Aldo Leon is a pastor in Homestead, Florida and earned his MDiv and ThM from Southern Seminary.

One thought on “The Westminster Tradition vs. DeYoung and the Gospel Coalition, Part II

  1. The real issue here is how much of WCF 23 can be supported by the Scriptures. I have no doubt that the Devines used the Scriptures to determine what to write. But three points should be made here. First, if we can learn nothing from those Scriptures outside of what the Westminster Standards say, then again, the Westminster Standards are put on a pedestal that elevates it too close to the Scriptures. In essence, the Westminster Standards become a vicar of the Scriptures because then we must go through the Westminster Standards to understand the Scriptures.

    Second, a problem here isn’t that Westminster Devines didn’t exegete the Scriptures before writing what they did. The problem here is that we only see the results of that exegesis, not the process itself.

    Third, it is not only conceivable that the times could have influenced how the Devines exegeted the Scriptures, it should be expected that such was the case. That doesn’t necessarily result in a strict uniformity with what any of the other Reformers said. But it does imply a more abstract and general similarity with not just what the other Reformers said, but with the times themselves. And there is no doubt that is what we see in WCF 23:3. For when we look at the Scriptures used to support that part of the Confession, the Scriptures used to support the notion that the Civil Magistrates must suppress blasphemies and heresies come solely from the Old Testament. And here we should note that Israel had a unique relationship with God during Old Testament times that no nation has or will ever have during New Testament times.

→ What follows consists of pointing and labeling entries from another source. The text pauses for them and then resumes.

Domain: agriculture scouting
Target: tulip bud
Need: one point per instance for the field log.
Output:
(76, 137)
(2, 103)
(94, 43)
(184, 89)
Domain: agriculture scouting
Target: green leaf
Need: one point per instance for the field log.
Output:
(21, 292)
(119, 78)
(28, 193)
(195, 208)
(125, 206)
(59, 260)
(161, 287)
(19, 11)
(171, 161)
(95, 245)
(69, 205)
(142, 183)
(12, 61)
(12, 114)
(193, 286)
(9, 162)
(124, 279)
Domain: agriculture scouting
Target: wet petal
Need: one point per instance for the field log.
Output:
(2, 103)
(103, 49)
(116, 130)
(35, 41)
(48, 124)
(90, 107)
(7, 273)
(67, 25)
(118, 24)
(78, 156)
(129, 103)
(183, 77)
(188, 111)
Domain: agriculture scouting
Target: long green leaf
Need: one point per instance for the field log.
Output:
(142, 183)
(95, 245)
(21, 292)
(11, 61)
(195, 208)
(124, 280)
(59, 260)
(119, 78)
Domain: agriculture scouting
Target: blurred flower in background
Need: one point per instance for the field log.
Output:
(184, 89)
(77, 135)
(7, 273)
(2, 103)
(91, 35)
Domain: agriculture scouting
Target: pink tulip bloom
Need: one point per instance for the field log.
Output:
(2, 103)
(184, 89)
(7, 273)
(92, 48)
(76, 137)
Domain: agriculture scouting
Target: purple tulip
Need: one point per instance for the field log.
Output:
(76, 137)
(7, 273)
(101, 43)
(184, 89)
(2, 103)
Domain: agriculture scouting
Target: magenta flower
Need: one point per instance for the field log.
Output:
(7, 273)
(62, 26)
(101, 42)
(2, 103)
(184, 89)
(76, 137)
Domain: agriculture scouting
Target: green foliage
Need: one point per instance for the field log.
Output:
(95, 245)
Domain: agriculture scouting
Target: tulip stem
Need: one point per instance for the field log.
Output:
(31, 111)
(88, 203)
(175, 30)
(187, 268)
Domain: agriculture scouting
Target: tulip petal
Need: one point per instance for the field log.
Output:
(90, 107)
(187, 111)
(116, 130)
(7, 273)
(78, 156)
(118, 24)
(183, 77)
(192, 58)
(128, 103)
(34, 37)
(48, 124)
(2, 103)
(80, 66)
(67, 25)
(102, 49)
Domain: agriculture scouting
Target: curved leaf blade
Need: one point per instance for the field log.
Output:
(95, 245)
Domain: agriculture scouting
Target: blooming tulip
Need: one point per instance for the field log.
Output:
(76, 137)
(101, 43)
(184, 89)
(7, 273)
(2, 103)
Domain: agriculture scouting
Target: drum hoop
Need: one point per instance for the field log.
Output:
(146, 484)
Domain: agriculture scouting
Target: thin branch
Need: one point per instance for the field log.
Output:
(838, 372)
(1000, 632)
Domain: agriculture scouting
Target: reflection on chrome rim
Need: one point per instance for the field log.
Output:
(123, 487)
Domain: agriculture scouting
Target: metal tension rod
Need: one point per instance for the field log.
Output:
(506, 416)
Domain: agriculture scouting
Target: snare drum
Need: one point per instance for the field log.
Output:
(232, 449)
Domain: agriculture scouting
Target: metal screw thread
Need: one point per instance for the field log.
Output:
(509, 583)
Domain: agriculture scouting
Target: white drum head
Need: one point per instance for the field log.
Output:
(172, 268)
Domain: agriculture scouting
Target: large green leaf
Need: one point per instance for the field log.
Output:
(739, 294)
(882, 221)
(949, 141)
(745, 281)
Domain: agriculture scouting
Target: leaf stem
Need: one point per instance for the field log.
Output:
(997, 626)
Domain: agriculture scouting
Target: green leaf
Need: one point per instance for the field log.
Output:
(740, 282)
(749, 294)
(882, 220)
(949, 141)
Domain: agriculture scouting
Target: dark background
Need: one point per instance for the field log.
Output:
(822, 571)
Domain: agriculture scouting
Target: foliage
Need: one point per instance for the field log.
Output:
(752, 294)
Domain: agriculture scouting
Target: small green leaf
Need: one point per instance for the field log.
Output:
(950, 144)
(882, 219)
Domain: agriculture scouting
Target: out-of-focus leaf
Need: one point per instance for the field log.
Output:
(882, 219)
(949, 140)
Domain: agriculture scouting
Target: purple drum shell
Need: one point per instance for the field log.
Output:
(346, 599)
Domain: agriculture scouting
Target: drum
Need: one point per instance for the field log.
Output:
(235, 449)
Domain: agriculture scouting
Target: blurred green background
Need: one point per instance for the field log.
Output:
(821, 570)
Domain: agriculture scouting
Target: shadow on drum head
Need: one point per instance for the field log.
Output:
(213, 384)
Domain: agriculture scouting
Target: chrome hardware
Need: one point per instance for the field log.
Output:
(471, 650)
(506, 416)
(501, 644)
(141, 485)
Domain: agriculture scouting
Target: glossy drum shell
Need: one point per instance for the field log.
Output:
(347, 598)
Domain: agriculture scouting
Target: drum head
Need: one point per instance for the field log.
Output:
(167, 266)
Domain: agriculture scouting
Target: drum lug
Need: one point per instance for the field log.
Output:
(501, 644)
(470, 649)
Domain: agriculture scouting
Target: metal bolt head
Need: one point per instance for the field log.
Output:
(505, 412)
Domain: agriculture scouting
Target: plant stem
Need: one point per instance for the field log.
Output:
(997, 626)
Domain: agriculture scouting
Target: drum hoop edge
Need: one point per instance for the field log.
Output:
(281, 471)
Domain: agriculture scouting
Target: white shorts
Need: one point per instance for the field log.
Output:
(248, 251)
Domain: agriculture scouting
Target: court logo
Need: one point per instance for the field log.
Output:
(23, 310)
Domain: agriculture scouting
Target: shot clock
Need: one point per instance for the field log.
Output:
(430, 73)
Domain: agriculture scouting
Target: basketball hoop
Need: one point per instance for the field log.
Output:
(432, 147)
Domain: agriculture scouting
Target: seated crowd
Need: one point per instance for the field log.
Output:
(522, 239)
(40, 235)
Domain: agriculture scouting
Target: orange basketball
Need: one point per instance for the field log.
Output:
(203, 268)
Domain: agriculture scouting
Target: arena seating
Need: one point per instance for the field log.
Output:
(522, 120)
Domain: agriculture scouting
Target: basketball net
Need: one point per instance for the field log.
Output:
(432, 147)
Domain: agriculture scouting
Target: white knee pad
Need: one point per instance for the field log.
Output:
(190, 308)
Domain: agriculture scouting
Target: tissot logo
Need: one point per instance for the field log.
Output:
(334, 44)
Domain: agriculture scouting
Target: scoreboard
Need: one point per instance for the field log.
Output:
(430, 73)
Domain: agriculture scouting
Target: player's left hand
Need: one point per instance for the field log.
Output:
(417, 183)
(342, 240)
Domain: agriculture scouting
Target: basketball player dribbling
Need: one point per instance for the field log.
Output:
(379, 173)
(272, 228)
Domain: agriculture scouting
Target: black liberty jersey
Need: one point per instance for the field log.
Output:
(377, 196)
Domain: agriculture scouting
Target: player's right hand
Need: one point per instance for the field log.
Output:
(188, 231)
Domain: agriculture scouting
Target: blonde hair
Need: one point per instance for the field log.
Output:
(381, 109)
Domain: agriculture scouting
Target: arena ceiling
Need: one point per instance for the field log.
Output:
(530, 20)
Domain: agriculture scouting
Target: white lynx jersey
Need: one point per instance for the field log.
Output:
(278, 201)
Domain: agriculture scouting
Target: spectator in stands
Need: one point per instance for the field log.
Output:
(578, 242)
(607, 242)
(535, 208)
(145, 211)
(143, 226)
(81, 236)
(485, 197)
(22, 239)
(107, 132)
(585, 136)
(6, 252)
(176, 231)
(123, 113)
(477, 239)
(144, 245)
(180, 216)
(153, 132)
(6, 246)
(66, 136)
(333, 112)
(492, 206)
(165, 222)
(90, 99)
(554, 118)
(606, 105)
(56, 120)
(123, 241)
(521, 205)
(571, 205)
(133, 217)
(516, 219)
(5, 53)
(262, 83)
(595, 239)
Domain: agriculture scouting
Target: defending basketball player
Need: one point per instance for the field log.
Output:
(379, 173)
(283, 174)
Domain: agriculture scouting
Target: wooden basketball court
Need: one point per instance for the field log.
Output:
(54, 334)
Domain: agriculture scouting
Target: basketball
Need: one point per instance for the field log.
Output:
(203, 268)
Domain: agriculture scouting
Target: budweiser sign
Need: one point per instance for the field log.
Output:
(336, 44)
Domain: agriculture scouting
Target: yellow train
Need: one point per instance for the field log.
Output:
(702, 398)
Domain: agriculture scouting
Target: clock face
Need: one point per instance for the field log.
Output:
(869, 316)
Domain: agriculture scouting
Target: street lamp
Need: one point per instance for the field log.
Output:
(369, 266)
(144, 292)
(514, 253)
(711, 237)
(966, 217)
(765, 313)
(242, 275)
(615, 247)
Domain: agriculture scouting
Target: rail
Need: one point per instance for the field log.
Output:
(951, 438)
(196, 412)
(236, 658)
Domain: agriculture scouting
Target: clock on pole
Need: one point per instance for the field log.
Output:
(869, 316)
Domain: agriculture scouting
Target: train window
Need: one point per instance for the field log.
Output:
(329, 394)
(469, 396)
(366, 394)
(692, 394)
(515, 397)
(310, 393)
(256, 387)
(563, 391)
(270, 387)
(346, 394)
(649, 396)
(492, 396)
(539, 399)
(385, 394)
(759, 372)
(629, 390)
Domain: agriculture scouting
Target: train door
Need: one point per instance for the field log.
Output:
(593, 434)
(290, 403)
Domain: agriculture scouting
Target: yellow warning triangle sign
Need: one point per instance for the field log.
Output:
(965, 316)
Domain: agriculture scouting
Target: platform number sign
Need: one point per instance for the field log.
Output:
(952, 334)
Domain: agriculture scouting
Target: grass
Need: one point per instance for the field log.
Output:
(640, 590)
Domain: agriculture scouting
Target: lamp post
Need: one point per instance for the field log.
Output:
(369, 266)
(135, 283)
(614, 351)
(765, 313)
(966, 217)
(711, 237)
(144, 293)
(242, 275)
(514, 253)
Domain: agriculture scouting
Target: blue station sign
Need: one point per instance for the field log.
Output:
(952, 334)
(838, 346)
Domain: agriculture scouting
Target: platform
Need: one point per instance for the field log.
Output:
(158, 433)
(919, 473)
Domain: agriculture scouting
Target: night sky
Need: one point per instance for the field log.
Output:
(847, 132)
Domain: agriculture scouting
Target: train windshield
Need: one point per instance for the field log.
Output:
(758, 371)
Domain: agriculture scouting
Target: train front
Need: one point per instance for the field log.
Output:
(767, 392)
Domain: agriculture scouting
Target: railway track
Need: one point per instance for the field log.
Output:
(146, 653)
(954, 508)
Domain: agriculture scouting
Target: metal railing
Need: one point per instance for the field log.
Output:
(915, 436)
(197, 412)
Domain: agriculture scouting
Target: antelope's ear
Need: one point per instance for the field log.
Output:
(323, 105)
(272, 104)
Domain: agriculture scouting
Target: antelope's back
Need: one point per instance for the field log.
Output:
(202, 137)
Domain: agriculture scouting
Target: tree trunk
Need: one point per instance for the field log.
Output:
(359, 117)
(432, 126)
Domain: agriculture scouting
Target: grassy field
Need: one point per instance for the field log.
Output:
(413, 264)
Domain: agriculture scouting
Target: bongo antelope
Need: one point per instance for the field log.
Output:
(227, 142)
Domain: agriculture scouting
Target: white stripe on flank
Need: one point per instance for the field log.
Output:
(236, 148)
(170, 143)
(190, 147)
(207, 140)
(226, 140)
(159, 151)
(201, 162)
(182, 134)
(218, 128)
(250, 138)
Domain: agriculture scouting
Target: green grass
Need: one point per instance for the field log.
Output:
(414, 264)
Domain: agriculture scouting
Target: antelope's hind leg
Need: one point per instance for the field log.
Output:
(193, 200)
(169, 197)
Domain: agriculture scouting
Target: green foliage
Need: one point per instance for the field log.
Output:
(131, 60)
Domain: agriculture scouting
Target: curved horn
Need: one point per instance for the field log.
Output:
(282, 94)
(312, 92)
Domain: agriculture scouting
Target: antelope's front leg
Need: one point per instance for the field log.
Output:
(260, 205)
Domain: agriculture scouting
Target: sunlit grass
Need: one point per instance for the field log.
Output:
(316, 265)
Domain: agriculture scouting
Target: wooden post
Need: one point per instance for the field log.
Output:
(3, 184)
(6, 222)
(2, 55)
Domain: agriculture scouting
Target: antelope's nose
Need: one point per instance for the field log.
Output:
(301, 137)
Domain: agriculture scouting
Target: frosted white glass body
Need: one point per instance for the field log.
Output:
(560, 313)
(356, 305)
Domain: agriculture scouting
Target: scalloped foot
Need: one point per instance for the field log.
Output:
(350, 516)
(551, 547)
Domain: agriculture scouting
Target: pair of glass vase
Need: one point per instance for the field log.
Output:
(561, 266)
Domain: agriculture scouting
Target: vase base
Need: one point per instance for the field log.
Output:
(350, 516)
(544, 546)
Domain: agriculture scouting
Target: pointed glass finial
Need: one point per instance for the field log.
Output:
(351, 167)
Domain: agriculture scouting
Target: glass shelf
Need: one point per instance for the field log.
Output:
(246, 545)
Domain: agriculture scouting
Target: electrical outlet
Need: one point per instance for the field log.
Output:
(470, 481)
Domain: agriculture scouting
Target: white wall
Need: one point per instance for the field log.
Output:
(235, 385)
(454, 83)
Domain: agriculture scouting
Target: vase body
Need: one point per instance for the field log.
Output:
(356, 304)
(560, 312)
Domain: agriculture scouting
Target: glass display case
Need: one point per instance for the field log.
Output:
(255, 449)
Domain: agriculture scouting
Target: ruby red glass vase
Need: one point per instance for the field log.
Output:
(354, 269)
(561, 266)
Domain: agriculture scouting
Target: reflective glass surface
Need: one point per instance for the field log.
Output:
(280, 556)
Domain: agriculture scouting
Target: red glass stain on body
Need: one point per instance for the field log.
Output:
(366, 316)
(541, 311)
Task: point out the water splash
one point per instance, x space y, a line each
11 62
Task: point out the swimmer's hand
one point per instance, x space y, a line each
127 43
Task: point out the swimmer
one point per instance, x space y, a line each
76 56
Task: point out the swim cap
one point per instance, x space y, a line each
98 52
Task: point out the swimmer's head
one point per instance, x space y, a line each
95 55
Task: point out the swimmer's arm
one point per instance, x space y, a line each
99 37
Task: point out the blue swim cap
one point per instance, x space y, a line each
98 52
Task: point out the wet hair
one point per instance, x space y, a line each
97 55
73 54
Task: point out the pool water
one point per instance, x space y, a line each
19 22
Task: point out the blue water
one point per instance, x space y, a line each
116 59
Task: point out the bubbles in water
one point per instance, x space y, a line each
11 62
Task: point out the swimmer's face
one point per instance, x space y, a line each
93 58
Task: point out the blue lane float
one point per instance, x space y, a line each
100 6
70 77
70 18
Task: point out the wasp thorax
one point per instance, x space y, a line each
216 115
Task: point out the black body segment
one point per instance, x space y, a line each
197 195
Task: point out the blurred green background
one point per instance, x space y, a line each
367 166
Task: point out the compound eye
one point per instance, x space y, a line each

    In the New Testament, blasphemies and heresies inside the Church were met with Church discipline. And that the last resort in discipline simply resulted in the casting out of any professed believer who held them out into society without having the protection and resources provided to them by the Church. Blasphemies and heresies held by unbelievers in society were met with preaching and evangelism. For those who repented of those blasphemies and heresies by believing what was preached were then accepted into the Church. And thus from the Church perspective, there is a sharp distinction between society and the Church. Unbelievers and believers were assigned to society while believers also belonged to the Church. There is nothing in the New Testament that suggests that the government should punish unbelievers for their beliefs or words spoken privately or publicly. Rather, the New Testament tells us to move on when people don’t accept our preaching. The New Testament warns us against ‘lording it over’ others as the heathen do. The New Testament tells us not to withdraw from the sexually immoral who are unbelievers as we are to shun the sexually immoral who profess to believe (I Cor 5). To have the government punish blasphemers and heretics would often result in the government withdrawing unbelievers from our presence. And if that happens, who is there to preach to them? Here, we might even reference WCF 23:4 in asking if infidelity or differences in religion does not invalidate the Civil Magistrate’s position, why should it do the same citizens in society?

    There is a compulsion in the position of those who want the government to enforce the two tables of the Law. Perhaps there is more than one reason for the compulsion. Perhaps one reason is to witness to the world by creating a ‘city on the hill.’ Unfortunately, when the Puritans tried to do so, they greatly tarnished the reputation of the Gospel by abusing others in the New World as how others had abused them in the old one. In creating that ‘city,’ they showed that they could only love those who loved them and agreed with them. Jesus’s standard for how we are to love is to love and bless our enemies.

    But perhaps another reason for the compulsion is a fear of being with those whose lifestyles and beliefs differ too greatly from their own. And rather than preaching the Gospel and evangelizing, they might prefer that the government enforce laws that limit how different one’s neighbors or fellow citizens can be. And if that is the case, using the Civil Magistrate to enforce Church laws would be the exact opposite of what is needed to fulfill the Great Commission.